Magdalena Lamparska: - Jestem wolontariuszem w Fundacji Nasze Dzieci przy Klinice Onkologii w Centrum Zdrowia Dziecka. Dwa lata temu wraz z pozostałymi wolontariuszami zrobiliśmy spektakl pt. "Pożarcie królewny Bluetki". Premiera odbyła się na oddziale onkologicznym. Dzieci dostały z wrażenia temperatury.
Jaką rolę pełniła pani w tym przedsięwzięciu?
- Grałam i reżyserowałam. Było to dla mnie niezwykłe doznanie terapeutyczne. Zrozumiałam, jak wielką moc ma teatr, że sztuka może dawać radość i leczyć serca oraz dusze. Po wizycie na oddziale onkologicznym człowiek weryfikuje własne "tragedie". Gdy widzę dziecko nieświadome swojej choroby, a smutek dostrzegam dopiero w oczach jego rodziców, czuję, że moje problemy są błahe. Dlatego staram się być optymistką.
Rodzi się pokora?
- Ogromna. To jedna z najwspanialszych cnót. Poza tym trzeba patrzeć na świat z przymrużeniem oka, by nie zwariować. Moim zdaniem w życiu ważne jest poczucie humoru.
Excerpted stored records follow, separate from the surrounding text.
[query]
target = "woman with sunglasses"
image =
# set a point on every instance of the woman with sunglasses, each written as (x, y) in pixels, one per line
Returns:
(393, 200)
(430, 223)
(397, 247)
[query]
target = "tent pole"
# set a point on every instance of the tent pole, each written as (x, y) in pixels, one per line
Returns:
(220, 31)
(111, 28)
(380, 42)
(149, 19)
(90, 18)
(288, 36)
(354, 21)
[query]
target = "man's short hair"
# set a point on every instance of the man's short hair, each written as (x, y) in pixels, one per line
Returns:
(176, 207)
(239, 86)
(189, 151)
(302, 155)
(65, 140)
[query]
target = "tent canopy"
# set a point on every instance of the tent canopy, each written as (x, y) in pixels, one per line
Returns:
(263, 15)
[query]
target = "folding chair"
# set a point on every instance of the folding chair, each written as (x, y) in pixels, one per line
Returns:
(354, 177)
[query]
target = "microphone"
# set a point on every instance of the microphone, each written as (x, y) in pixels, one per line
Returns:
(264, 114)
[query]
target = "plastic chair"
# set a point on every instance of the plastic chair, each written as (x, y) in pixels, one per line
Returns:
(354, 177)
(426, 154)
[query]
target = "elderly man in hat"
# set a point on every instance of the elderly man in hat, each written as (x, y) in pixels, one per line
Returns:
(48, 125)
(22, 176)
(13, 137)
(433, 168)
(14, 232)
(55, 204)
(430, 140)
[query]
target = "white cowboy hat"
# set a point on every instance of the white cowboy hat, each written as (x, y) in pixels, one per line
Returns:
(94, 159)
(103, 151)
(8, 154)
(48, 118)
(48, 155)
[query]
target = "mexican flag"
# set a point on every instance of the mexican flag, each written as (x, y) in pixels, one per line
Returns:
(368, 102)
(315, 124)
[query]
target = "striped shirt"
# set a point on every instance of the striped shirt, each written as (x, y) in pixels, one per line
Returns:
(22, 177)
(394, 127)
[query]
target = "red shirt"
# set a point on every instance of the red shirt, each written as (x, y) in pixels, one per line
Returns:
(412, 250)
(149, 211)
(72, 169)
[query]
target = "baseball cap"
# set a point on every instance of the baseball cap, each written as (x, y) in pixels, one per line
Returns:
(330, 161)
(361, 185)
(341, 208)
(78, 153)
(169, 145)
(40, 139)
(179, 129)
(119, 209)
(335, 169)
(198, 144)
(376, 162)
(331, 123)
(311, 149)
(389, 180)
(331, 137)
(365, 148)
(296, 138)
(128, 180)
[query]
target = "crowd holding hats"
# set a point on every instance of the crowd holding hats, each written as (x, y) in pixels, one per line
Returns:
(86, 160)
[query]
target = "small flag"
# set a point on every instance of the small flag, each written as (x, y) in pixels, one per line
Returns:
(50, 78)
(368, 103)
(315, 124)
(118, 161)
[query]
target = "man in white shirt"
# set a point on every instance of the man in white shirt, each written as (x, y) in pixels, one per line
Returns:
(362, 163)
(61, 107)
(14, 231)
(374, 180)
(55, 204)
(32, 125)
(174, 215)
Wesoło bywa także na planie "To nie koniec świata!". W jednym z odcinków pani bohaterka była przebrana za wróżkę.
- Czułam się komfortowo w tym kostiumie, ponieważ spełniło się jedno z moich dziecięcych marzeń. Od razu przesłałam zdjęcia siostrzenicy, wpadła w zachwyt.
Ma pani z nią dobry kontakt?
- Tak, jestem jej mamą chrzestną, a zarazem ulubioną ciocią, która kupuje prezenty i ubrania. Bardzo lubię dzieci. Wydaje mi się, że w każdym aktorze drzemie dziecko.
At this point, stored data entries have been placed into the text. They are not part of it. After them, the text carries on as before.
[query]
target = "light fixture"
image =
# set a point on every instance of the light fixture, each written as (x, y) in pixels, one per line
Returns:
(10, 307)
Wyznała pani kiedyś, że siostra jest dla pani bohaterką życia. Dlaczego?
- W dzieciństwie patrzyłam na nią jak na idolkę. Siostra jest sporo starsza ode mnie, bo aż o 14 lat. Od zawsze mi imponuje. Wierzy w marzenia, ma fantastyczną rodzinę, jest wspaniałą mamą i mądrą kobietą z tytułem doktora chemii. To moja najlepsza przyjaciółka i vice versa.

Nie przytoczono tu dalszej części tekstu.